Correct? I would start doing ERO's on the augmented matrix

$\left[\begin{matrix}
1 &-2 &1 &0 &0 &0 &0\\
0 &1 &-2 &0 &0 &0 &0\\
0 &0 &1 &-2 &1 &0 &0\\
0 &0 &0 &1 &-2 &1 &0\\
0 &0 &0 &0 &1 &-2 &1
\end{matrix}\left|\begin{matrix}
1 \\0 \\2 \\0 \\1
\end{matrix}\right].$

What do you get?

[EDIT] Actually, you can do the back substitution immediately, because your matrix is upper triangular.

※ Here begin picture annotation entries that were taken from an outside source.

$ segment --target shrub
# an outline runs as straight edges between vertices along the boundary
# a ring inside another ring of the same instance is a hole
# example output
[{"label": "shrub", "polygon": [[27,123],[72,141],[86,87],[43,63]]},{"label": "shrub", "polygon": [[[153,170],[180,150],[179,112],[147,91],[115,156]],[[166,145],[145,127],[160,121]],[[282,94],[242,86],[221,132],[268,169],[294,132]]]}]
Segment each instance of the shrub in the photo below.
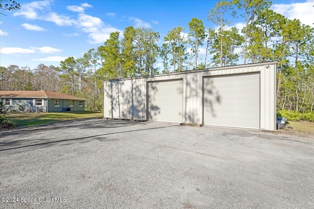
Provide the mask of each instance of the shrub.
[{"label": "shrub", "polygon": [[24,106],[19,104],[19,111],[21,112],[24,112]]},{"label": "shrub", "polygon": [[10,129],[16,126],[16,124],[8,119],[4,114],[0,115],[0,129]]},{"label": "shrub", "polygon": [[288,120],[298,121],[306,120],[314,122],[314,113],[299,113],[296,111],[289,111],[286,110],[280,110],[277,112],[277,116],[285,117]]}]

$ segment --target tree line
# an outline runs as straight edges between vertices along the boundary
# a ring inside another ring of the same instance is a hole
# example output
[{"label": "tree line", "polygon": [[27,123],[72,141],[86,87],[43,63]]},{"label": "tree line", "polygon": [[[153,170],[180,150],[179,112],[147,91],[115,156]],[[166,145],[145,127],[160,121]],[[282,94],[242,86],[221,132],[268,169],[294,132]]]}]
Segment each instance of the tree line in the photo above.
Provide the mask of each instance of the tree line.
[{"label": "tree line", "polygon": [[[58,67],[1,67],[0,88],[61,92],[87,99],[88,110],[101,111],[106,80],[278,60],[277,108],[312,113],[314,28],[275,12],[271,4],[264,0],[219,1],[207,20],[217,28],[206,28],[202,20],[192,18],[188,33],[175,27],[161,46],[158,32],[129,26],[123,34],[111,33],[103,45],[82,57],[69,57]],[[232,26],[239,17],[245,21],[240,31]],[[204,55],[200,55],[201,47]],[[157,67],[158,60],[162,67]]]}]

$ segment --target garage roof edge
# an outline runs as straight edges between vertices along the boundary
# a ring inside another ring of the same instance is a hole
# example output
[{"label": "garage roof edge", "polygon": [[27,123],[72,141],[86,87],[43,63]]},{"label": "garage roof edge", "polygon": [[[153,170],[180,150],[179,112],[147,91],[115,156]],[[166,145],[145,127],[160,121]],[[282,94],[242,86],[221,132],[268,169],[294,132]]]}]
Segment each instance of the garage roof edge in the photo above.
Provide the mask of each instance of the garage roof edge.
[{"label": "garage roof edge", "polygon": [[122,81],[122,80],[130,80],[130,79],[136,79],[143,78],[151,78],[154,77],[164,76],[165,75],[177,75],[177,74],[184,74],[184,73],[193,73],[194,72],[198,72],[217,70],[219,70],[229,69],[235,68],[241,68],[241,67],[259,66],[262,66],[262,65],[265,65],[277,64],[277,63],[278,63],[278,61],[276,60],[274,61],[269,61],[269,62],[262,62],[262,63],[252,63],[252,64],[244,64],[244,65],[233,65],[231,66],[220,67],[213,68],[207,68],[205,69],[186,70],[186,71],[183,71],[181,72],[169,72],[168,73],[157,74],[157,75],[145,75],[143,76],[131,77],[130,78],[115,78],[114,79],[110,79],[110,80],[104,81],[104,82],[105,83],[108,81]]}]

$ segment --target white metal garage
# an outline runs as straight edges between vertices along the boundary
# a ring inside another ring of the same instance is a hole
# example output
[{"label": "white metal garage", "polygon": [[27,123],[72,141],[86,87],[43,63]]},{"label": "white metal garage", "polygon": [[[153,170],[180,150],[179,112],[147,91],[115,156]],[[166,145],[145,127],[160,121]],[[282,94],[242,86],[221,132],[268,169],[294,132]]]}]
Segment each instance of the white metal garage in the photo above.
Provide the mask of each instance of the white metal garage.
[{"label": "white metal garage", "polygon": [[148,83],[148,120],[182,123],[182,80]]},{"label": "white metal garage", "polygon": [[104,116],[276,130],[277,63],[105,81]]},{"label": "white metal garage", "polygon": [[205,77],[204,124],[260,129],[260,73]]}]

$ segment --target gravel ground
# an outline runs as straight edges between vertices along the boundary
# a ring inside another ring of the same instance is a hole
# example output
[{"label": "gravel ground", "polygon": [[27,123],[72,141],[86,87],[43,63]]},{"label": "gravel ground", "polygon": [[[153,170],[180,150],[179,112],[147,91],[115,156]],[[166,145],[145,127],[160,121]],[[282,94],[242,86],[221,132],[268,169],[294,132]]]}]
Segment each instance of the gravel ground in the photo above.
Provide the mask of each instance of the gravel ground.
[{"label": "gravel ground", "polygon": [[2,131],[0,208],[313,209],[314,145],[103,119]]}]

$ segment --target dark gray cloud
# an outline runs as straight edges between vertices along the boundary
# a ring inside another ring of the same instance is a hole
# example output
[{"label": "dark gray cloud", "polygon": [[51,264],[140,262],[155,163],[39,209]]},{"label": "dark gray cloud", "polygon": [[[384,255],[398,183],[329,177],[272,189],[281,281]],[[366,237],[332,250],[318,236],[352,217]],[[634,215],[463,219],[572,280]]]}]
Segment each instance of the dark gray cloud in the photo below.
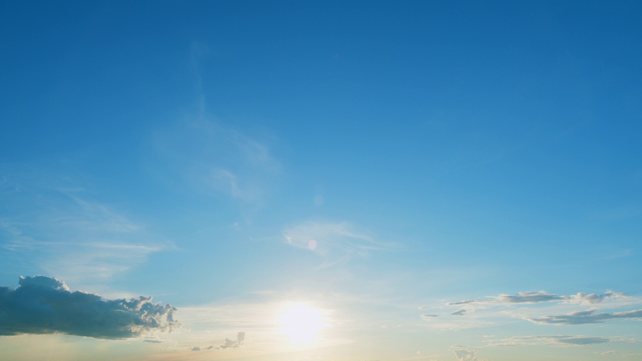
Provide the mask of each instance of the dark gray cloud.
[{"label": "dark gray cloud", "polygon": [[609,320],[618,319],[642,318],[642,310],[600,313],[596,313],[594,310],[579,311],[568,315],[542,316],[541,317],[523,316],[521,318],[538,324],[585,324],[602,323]]},{"label": "dark gray cloud", "polygon": [[236,348],[245,341],[245,333],[239,332],[236,334],[236,340],[230,340],[229,339],[225,339],[225,343],[218,346],[216,348]]},{"label": "dark gray cloud", "polygon": [[129,339],[180,327],[176,308],[152,302],[151,297],[129,301],[72,292],[53,277],[20,277],[15,288],[0,287],[0,335],[67,333],[96,339]]}]

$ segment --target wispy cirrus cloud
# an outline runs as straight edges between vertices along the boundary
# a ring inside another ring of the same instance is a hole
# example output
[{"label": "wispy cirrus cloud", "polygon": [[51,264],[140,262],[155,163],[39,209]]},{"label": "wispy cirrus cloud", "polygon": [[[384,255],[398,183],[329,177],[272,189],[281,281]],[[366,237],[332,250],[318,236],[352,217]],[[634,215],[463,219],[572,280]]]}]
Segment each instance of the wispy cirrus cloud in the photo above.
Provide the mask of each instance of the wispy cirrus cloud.
[{"label": "wispy cirrus cloud", "polygon": [[596,313],[594,310],[578,311],[568,315],[542,316],[532,317],[525,315],[516,315],[521,319],[537,324],[586,324],[602,323],[614,319],[632,319],[642,318],[642,310],[624,311],[621,312]]},{"label": "wispy cirrus cloud", "polygon": [[263,143],[238,130],[206,118],[178,122],[157,131],[153,143],[161,156],[164,177],[204,193],[225,195],[243,203],[259,202],[281,166]]},{"label": "wispy cirrus cloud", "polygon": [[607,290],[603,294],[585,294],[578,292],[570,295],[549,294],[545,291],[529,291],[515,294],[501,294],[495,296],[487,296],[485,299],[466,299],[458,302],[449,302],[447,306],[475,304],[530,304],[542,302],[561,302],[569,304],[594,304],[606,301],[626,298],[627,296],[621,292]]},{"label": "wispy cirrus cloud", "polygon": [[516,336],[488,341],[489,346],[524,346],[548,345],[553,346],[584,346],[604,344],[612,340],[609,337],[578,335]]},{"label": "wispy cirrus cloud", "polygon": [[[9,168],[9,167],[6,167]],[[5,168],[6,169],[6,168]],[[104,281],[172,246],[96,200],[73,177],[12,167],[0,187],[0,248],[22,269]]]},{"label": "wispy cirrus cloud", "polygon": [[476,349],[460,349],[453,351],[458,361],[486,361],[485,358],[480,358]]},{"label": "wispy cirrus cloud", "polygon": [[72,292],[62,281],[36,276],[21,277],[12,289],[0,287],[0,335],[67,333],[96,339],[130,339],[180,327],[176,308],[151,297],[105,299]]},{"label": "wispy cirrus cloud", "polygon": [[352,254],[365,256],[369,251],[385,248],[367,233],[347,222],[306,222],[284,229],[282,234],[287,244],[322,255],[333,254],[343,258]]}]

I think you'll need two parameters to describe all of the solutions.
• Sep 22nd 2010, 10:14 AM
eleahy
im confused how you could do back substitution here i thought you had to have a solution for one value of x immediately to do this??
• Sep 22nd 2010, 10:17 AM
Ackbeet
Sorry. See the edit in Post # 4.
• Sep 22nd 2010, 10:21 AM
eleahy
im confused how you could do back substitution here i thought you had to have a solution for one value of x immediately to do this??
• Sep 22nd 2010, 10:35 AM
Ackbeet
Well, you don't have enough equations to get a unique solution. You're going to have a two-parameter family of solutions (I get two from the fact that you have 7 unknowns and 5 equations. 7 - 5 = 2.) What I would do is use two parameters $s=x_{6}$ and $t=x_{7}.$ Then you take the last equation there and solve for $x_{5}$ as follows:

$x_{5}-2x_{6}+x_{7}=1,$ so

$x_{5}=1+2x_{6}-x_{7}=1+2s-t.$ Now that you have $x_{5},$ you can proceed to obtain $x_{4}$, and so on. Make sense? Your final answer should look like this:

$\begin{bmatrix}x_{1}\\x_{2}\\x_{3}\\x_{4}\\x_{5}\\ x_{6}\\x_{7}\end{bmatrix}=\begin{bmatrix}a\\b\\c\\ d\\e\\f\\g\end{bmatrix}+s\begin{bmatrix}h\\i\\j\\k \\l\\m\\n\end{bmatrix}+t\begin{bmatrix}o\\p\\q\\r\ \u\\v\\w\end{bmatrix},$

where $a$ through $r$ are known, and $u$ through $w$ are known. You've already got the following:

$\begin{bmatrix}x_{1}\\x_{2}\\x_{3}\\x_{4}\\x_{5}\\ x_{6}\\x_{7}\end{bmatrix}=\begin{bmatrix}a\\b\\c\\ d\\1\\0\\0\end{bmatrix}+s\begin{bmatrix}h\\i\\j\\k \\2\\1\\0\end{bmatrix}+t\begin{bmatrix}o\\p\\q\\r\ \-1\\0\\1\end{bmatrix}.$
• Sep 27th 2010, 07:26 AM
eleahy
Sorry about the delay I have all the values of x in terms of s and t
X1=12+6s-5t
X2=8+5s-4t
X3=5+4s-3t
X4=2+3s-2t
X5=2s-t+1
x6=s
X7=t

But I'm not sure how you got your final answer with this or is it ok to leave it in the form I have it
• Sep 27th 2010, 07:30 AM
Ackbeet
Your answer is equivalent in form to the form that I gave. Which one is preferable depends on your teacher. If I were teaching, I'd accept either. To convert from one to the other, just read off the coefficients. For example:

$\begin{bmatrix}a\\b\\c\\d\\e\\f\\g\end{bmatrix}=\b egin{bmatrix}12\\8\\5\\2\\1\\0\\0\end{bmatrix},$

which is the constant vector. Make sense?